Eu tenho reservas quanto ao uso de frases como “essa série é obrigatória!”, que indicam que todos deveriam fazer isso ou aquilo, ainda assim, diante de tudo que havia lido sobre a série The Handsmaid’s Tale (O Conto da Aia), resolvi dar uma chance à produção que todos dizem ser uma “distopia feminista”. Exibida pela plataforma de streaming Hulu, não disponível no Brasil, sua primeira temporada tem 10 episódios que podem ser encontrados em sites “alternativos”.

Caso você não saiba do que se trata, o resumo da Wikipedia está bem fiel à série, então não irei me estender muito nesse ponto. O que você precisa saber é que os episódios, baseados no livro homônimo de Margaret Atwood, de 1985, se passam em um futuro que não é muito distante, quando o mundo está assolado em problemas causados pela poluição, sendo um deles, a infertilidade humana.

Com cada vez menos crianças nascendo e o risco de uma crise mundial de fome e falta de recursos, a espécie humana pode entrar em extinção rapidamente e um grupo religioso de extrema-direita (alt-right), conhecido como the sons of Jacob (Filhos de Jacó) propõe medidas autoritárias e nada ortodoxas para que o cenário possa ser revertido nos Estados Unidos.

Até aqui, nada de muito surpreendente que já não tenha sido visto em outras FICÇÕES distópicas, como já havíamos falado anteriormente. O problema é que, na medida que fui assistindo ao Conto da Aia, foi ficando mais claro que as situações retratadas não têm nada de ficcionais, portanto, The Handsmaid’s Tale não poderia ser uma distopia. “Porque, no fundo, distopias são contos de alerta, não contra um determinado governo ou tecnologia, mas contra a ideia de que a humanidade pode ser modelada de uma forma ideal”. Nesse sentido, seria uma narrativa que se difere da realidade por oferecer uma perspectiva pessimista e distorcida em relação ao futuro, como um alerta do que poderia acontecer em contextos de muita opressão e totalitarismo, quando determinados grupos acreditam em um mundo ideal e impõem meios para que todos colaborem, ainda que isso signifique a insatisfação da maioria.

Como reconhecer uma distopia? https://www.youtube.com/watch?v=6a6kbU88wu0

Porém, a dor e o desespero que me levaram a chorar copiosamente, principalmente depois de ter assistido aos três primeiros episódios de uma só vez, indicaram que havia algo ali que era real demais. Mesmo que eu não tenha vivido nada parecido com o que a protagonista June narra na série, mesmo que o cenário pareça surreal, mesmo que tudo tenha sido vendido como uma ficção, eu sabia que havia algo de muito próximo ali.

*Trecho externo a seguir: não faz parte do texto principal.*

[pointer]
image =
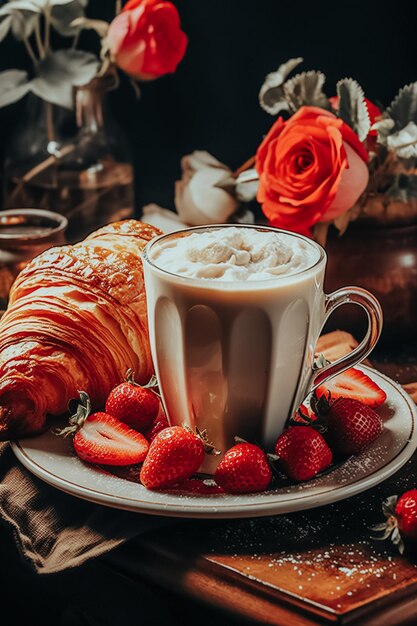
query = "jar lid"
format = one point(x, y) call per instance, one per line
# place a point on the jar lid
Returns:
point(30, 226)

De fato, não estava errada:

“Eu não coloquei nada que ainda tenhamos feito, estejamos fazendo, estamos tentando seriamente fazer, juntamente com as tendências que já estão em andamento … Então, todas essas coisas são reais e, portanto, a quantidade de invenção pura é quase nula”. (Margaret Atwood em uma entrevista para um fórum sobre gênero em 2004)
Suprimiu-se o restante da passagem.